In 1987, the depot had an allocation of Classes 303 and 304 EMUs, although electric locomotives of Classes 81, 85, 86 and 87 were also regularly seen stabled here.

A group of Class 86 locomotives were allocated here in the 1990s and early 2000s to operate Virgin Cross Country's electric services.

==Present==
The depot is used currently by TransPennine Express, Northern Trains, Avanti West Coast and CrossCountry.

Overnight, Northern Trains stores a mixture of DMUs, such as Class 150 and Class 195, and CrossCountry stables several Class 220 or Class 221 Voyager sets.

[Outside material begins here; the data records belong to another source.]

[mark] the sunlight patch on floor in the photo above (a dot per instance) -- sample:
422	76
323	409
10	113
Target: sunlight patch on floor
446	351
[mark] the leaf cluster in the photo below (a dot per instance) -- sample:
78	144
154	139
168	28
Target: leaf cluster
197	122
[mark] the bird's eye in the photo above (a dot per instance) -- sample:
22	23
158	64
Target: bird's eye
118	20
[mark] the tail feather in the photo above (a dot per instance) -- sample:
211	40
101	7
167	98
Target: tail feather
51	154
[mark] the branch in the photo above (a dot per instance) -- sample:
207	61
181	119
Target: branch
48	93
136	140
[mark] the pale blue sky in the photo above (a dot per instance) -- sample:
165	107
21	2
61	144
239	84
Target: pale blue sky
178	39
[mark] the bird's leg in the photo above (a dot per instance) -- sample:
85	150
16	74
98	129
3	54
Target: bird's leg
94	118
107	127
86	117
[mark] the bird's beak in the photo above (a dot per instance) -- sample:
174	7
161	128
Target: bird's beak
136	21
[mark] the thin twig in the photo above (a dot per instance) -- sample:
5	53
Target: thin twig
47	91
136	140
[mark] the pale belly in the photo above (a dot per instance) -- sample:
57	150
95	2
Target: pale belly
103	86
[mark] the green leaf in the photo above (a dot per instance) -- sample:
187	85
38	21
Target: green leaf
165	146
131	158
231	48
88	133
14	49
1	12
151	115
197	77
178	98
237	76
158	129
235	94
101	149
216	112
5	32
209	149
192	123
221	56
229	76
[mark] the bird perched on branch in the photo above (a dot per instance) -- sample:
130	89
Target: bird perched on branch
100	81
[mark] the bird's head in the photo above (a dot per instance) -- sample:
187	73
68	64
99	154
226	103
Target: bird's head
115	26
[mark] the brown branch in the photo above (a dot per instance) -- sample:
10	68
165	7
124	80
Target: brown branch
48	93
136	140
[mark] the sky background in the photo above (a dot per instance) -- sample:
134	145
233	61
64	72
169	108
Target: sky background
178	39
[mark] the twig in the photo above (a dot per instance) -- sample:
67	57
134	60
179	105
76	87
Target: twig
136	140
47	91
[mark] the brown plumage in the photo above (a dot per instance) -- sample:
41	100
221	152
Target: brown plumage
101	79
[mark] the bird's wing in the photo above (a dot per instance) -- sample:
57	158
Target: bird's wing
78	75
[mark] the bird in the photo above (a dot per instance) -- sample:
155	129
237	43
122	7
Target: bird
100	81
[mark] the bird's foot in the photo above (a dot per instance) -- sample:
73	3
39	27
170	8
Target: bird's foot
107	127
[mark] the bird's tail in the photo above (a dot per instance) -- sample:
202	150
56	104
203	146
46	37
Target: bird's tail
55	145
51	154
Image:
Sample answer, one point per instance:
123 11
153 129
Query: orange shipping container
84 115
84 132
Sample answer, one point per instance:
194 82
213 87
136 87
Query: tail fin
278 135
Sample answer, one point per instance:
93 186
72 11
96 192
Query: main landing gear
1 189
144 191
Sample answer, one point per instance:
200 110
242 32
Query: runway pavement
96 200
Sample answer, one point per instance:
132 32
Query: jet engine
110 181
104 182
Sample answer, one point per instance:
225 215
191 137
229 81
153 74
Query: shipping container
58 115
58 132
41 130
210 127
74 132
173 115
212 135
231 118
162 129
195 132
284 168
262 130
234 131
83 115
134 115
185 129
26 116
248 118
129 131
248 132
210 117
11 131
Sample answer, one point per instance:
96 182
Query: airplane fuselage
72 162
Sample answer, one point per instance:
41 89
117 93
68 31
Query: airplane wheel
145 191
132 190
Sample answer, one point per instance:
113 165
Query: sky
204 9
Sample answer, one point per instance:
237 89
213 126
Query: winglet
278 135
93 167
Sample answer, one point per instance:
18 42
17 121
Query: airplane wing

TransPennine Express stores their Class 397 trains overnight at the depot

Avanti West Coast maintains part of its Class 390 Pendolino fleet at the depot, with a maximum of 15 Class 390s stabled per night. The facility operates on a maintenance rota for the fleet. on average between twelve to fourteen sets arrive at the facility each evening to undergo maintenance before being released the following evening, with a further three sets being stabled for periodic maintenance exams or heavy overhaul.